Currently there is not much reflection support in Scala. But you can fall back to th Java Reflection API. But there are some obstacles:

  • You have to create a Array[AnyRef] and box your "primitive types" in the wrapper classes (java.lang.Integer, java.lang.Character, java.lang.Double, ...)

  • newInstance(Object ... args) gets an varargs array of Object, so you should give the type inferer a hint with :_*

  • newInstance(...) returns an Object so you have to cast it back with asInstanceOf[T]

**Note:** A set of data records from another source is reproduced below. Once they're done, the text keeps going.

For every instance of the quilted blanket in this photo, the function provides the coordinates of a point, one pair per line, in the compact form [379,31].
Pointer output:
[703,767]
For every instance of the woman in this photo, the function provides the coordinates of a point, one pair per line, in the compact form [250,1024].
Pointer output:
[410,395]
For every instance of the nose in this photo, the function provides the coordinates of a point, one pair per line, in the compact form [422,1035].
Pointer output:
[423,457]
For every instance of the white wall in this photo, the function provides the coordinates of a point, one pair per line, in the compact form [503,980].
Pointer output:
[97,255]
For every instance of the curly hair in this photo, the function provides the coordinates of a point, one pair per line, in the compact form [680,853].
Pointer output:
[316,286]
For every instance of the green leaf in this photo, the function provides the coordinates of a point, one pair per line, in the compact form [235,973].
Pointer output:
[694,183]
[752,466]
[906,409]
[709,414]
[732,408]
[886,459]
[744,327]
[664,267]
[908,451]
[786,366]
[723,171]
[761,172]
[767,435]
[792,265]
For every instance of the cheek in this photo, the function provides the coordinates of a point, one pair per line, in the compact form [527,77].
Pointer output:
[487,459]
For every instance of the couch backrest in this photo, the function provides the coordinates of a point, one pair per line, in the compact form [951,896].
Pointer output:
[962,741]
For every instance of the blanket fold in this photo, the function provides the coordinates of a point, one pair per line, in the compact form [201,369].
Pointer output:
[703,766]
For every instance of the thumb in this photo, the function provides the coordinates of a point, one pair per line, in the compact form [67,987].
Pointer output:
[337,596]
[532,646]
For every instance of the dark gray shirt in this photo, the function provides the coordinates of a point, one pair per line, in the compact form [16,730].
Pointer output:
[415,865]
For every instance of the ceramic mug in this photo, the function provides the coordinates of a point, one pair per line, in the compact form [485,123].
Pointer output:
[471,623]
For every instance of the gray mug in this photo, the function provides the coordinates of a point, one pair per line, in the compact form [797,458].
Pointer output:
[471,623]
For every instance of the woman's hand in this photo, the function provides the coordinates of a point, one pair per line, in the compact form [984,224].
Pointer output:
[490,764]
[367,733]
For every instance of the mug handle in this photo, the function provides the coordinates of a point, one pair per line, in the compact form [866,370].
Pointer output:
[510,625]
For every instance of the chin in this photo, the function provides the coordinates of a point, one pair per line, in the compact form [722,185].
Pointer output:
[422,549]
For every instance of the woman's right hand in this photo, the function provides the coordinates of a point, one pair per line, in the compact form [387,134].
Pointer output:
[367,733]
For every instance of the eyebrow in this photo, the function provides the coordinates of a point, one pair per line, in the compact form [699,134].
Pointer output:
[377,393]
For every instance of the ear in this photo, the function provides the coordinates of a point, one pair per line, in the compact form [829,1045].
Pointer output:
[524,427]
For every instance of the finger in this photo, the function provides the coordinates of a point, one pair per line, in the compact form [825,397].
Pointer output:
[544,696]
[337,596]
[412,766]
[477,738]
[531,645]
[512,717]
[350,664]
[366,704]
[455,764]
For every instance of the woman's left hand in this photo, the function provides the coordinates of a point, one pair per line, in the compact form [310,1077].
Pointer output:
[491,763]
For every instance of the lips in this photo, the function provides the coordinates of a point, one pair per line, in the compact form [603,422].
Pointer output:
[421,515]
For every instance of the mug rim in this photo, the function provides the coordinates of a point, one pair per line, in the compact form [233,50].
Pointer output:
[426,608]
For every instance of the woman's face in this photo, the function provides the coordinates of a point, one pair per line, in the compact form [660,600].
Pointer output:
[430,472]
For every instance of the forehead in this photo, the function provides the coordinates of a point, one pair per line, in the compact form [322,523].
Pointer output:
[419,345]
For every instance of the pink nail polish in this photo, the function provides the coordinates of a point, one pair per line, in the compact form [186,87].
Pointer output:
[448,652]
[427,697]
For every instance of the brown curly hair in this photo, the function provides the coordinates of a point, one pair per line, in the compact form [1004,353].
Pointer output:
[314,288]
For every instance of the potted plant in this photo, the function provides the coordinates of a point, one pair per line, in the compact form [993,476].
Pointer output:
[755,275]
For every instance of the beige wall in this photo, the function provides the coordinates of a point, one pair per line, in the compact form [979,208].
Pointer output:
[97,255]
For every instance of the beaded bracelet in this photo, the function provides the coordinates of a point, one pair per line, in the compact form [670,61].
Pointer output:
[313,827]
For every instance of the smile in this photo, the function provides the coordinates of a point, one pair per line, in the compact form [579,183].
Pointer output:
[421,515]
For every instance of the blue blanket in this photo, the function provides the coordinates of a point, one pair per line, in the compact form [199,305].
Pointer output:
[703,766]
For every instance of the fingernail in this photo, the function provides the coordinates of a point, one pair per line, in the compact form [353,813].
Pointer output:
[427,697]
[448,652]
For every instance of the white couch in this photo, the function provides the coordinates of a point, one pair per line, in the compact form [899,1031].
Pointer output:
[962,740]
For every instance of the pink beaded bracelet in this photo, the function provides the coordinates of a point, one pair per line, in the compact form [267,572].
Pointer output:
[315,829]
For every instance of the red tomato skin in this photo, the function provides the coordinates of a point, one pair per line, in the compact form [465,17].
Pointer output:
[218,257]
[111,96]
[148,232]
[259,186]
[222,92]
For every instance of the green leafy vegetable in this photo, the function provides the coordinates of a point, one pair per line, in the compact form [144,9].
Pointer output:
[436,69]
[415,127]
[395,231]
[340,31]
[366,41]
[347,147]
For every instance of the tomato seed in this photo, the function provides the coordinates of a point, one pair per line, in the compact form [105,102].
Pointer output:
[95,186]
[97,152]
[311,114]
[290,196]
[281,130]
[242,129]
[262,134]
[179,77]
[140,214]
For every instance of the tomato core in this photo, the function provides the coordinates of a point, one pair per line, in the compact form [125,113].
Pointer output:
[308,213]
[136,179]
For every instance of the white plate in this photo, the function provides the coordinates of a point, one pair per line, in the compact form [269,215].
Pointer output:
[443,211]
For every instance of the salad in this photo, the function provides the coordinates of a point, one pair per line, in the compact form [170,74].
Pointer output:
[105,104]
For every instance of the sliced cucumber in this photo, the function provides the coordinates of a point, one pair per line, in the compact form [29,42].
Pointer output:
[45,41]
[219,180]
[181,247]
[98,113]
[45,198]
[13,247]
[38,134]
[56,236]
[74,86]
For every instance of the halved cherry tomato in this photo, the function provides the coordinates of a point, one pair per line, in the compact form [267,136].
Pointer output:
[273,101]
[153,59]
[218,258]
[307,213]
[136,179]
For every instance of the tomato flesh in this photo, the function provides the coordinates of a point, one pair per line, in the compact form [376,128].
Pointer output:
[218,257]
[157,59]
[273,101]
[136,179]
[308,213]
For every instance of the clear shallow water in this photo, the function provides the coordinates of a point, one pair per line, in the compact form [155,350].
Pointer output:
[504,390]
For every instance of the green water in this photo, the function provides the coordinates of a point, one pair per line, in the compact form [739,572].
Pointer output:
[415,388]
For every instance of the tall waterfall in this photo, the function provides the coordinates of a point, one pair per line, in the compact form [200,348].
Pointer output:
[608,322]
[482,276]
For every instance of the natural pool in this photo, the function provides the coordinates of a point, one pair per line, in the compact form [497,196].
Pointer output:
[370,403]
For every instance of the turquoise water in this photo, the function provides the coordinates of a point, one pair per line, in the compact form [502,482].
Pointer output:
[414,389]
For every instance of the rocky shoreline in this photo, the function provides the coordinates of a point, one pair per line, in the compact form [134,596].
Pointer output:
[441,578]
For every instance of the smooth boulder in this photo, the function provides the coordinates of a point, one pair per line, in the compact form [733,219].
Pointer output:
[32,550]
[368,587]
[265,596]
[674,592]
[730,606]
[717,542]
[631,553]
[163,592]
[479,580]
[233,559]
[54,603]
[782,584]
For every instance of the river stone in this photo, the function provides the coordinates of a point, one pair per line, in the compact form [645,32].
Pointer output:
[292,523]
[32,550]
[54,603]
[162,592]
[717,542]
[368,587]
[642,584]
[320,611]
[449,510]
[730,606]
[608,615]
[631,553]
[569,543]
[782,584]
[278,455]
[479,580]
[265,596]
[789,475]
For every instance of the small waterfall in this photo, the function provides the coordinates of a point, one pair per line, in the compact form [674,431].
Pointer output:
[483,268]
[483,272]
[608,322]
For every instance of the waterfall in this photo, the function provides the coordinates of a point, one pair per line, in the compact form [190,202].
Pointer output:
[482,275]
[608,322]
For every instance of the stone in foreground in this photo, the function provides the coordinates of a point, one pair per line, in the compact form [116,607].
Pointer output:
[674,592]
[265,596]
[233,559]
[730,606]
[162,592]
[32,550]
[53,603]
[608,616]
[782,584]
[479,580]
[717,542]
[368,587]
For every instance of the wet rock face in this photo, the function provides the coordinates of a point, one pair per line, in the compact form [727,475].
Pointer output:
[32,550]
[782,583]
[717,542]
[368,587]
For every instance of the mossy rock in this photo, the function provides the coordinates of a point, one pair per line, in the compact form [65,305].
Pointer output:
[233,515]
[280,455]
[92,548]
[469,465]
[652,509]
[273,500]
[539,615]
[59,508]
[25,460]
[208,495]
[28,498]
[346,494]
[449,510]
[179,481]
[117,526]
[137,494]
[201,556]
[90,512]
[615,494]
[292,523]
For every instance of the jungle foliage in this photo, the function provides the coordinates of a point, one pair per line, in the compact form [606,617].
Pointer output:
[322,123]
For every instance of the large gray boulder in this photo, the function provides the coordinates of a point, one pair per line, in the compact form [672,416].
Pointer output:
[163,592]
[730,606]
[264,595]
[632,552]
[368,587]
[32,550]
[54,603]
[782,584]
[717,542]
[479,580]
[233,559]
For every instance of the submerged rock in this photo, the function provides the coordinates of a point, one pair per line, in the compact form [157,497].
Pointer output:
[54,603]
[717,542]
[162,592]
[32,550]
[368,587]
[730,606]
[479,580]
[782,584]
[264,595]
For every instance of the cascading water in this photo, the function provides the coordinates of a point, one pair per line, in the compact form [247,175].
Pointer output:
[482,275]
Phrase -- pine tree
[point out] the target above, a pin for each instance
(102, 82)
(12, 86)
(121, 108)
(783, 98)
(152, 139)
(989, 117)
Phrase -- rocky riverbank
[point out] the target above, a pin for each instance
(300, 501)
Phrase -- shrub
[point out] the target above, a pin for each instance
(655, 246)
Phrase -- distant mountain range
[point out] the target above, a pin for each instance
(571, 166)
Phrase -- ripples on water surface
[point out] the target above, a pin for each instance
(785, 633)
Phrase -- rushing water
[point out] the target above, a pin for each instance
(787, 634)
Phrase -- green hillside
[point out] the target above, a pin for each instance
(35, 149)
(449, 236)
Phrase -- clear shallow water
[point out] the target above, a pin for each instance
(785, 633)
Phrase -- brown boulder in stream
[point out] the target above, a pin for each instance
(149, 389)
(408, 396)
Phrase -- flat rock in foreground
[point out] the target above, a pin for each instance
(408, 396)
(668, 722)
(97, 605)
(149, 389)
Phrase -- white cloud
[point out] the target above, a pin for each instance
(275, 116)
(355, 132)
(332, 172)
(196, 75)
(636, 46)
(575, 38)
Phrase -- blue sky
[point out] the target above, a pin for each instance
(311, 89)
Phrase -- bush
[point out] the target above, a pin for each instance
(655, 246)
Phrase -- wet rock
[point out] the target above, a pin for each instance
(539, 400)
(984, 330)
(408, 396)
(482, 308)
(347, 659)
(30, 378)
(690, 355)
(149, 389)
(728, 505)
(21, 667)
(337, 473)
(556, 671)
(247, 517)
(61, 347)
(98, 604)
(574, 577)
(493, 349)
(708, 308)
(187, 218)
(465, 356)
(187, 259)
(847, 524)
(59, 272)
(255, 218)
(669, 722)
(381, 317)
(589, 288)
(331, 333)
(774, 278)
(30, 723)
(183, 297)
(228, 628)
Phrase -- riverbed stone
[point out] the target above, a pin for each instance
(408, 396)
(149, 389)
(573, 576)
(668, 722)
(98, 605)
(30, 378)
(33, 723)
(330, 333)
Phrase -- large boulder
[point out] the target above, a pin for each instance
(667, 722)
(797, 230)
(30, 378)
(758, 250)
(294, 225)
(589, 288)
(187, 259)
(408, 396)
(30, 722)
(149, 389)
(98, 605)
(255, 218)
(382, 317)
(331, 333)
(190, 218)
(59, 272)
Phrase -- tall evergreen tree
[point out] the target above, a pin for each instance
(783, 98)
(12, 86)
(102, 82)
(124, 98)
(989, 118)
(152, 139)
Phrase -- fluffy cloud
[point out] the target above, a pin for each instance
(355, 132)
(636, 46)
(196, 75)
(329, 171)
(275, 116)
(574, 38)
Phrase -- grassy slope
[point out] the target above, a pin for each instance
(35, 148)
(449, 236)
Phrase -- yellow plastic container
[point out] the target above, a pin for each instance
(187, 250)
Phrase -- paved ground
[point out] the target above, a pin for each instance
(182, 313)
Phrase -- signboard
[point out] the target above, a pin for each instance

The closest I could get to your instantiate function is this:

def instantiate(clazz: java.lang.Class[_])(args:AnyRef*): AnyRef = {
  val constructor = clazz.getConstructors()(0)
  return constructor.newInstance(args:_*).asInstanceOf[AnyRef]
}

val instance = instantiate(classOf[MyClass])(new java.lang.Integer(42), "foo")
println(instance)           // prints: MyClass(42,foo)
println(instance.getClass)  // prints: class MyClass

You cannot get the get class from a generic type. Java erases it (type erasure).

Edit: 20 September 2012

Three years on, the instantiate method can be improved to return a properly typed object.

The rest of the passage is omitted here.